Las postillas en diferentes partes del cuerpo eran tatuajes que hablaban de lo movido, travieso o tarambana que podía ser un chaval.

Portar una escayola en una pierna o un brazo ya eran palabras mayores, otra categoría. Esos accidentes, unos forzados y otros no, venían en el manual de instrucciones del recién nacido. Aprender a vivir implicaba pagar esos peajes.

La vigilancia materna (los padres estaban entonces a sus cosas y solo tomaban cartas en el asunto cuando el crío rebasaba algún límite), el ojo de las madres, decía, extremaba la vigilancia en el momento de cruzar la carretera (carretera nacional con mucho tráfico de camiones), que era el instante crítico de cada día.

Quedaba para el final la táctica del amedrentamiento, aquella extendida leyenda del extraño que desde el interior de un coche ofrecía caramelos y se llevaba a los incautos.

Si alguna vez existió, no tuvimos noticias de él. Lo que desconocían en aquel tiempo algunas familias era que quien engatusaba con dulces a las niñas era algún vecino depravado o que la zona de peligro comenzaba en una sacristía.

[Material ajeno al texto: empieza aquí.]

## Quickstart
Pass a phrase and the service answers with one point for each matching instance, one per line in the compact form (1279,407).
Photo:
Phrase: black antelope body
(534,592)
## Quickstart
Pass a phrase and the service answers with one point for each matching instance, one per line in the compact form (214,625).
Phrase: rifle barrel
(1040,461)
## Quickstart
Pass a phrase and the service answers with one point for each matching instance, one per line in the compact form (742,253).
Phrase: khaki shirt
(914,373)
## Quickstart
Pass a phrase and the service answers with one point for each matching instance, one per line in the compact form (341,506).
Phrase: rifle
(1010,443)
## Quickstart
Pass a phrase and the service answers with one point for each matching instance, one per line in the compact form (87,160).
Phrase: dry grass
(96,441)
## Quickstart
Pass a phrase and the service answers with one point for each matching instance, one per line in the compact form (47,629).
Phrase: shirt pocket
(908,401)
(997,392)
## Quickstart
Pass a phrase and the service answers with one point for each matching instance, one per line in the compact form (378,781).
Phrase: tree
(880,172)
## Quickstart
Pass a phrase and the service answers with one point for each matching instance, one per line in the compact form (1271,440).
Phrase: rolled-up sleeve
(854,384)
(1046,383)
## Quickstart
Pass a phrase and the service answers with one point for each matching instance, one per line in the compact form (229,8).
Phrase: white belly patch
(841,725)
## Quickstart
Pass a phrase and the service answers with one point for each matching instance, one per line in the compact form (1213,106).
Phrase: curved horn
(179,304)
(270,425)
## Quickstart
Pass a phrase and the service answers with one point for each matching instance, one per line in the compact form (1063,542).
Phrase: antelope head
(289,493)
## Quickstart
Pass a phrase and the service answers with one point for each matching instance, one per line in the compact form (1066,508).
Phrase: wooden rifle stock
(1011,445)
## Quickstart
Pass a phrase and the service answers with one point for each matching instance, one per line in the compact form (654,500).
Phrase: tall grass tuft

Hoy, en este primer cuarto del siglo XXI, los riesgos para los menores son múltiples y a tono con los tiempos: las redes sociales, la tecnología, los abusos, la violencia vicaria, el abandono, la explotación, el bullying; y, en situaciones extremas, su utilización como escudos humanos cuando no son señalados como objetivos de un plan de exterminio, bien por medio de bombardeos selectivos, bien matándolos de hambre, como ahora está pasando en Gaza.

El 4 de junio está establecido por la ONU como Día Internacional de los Niños Víctimas Inocentes de Agresión. Esta jornada fue concebida para crear conciencia sobre el sufrimiento de los afectados por conflictos en todo el mundo y para reafirmar el compromiso de proteger sus derechos.

Y podría hacerse extensivo también a tensiones sociales, económicas y étnicas que terminan repercutiendo en niños y niñas que no pueden ponerse a salvo en una burbuja, que no tienen una bicicleta de la que caerse, que en lugar de postillas presentan mutilaciones, y que, en fin, les han arrebatado el territorio y la infancia.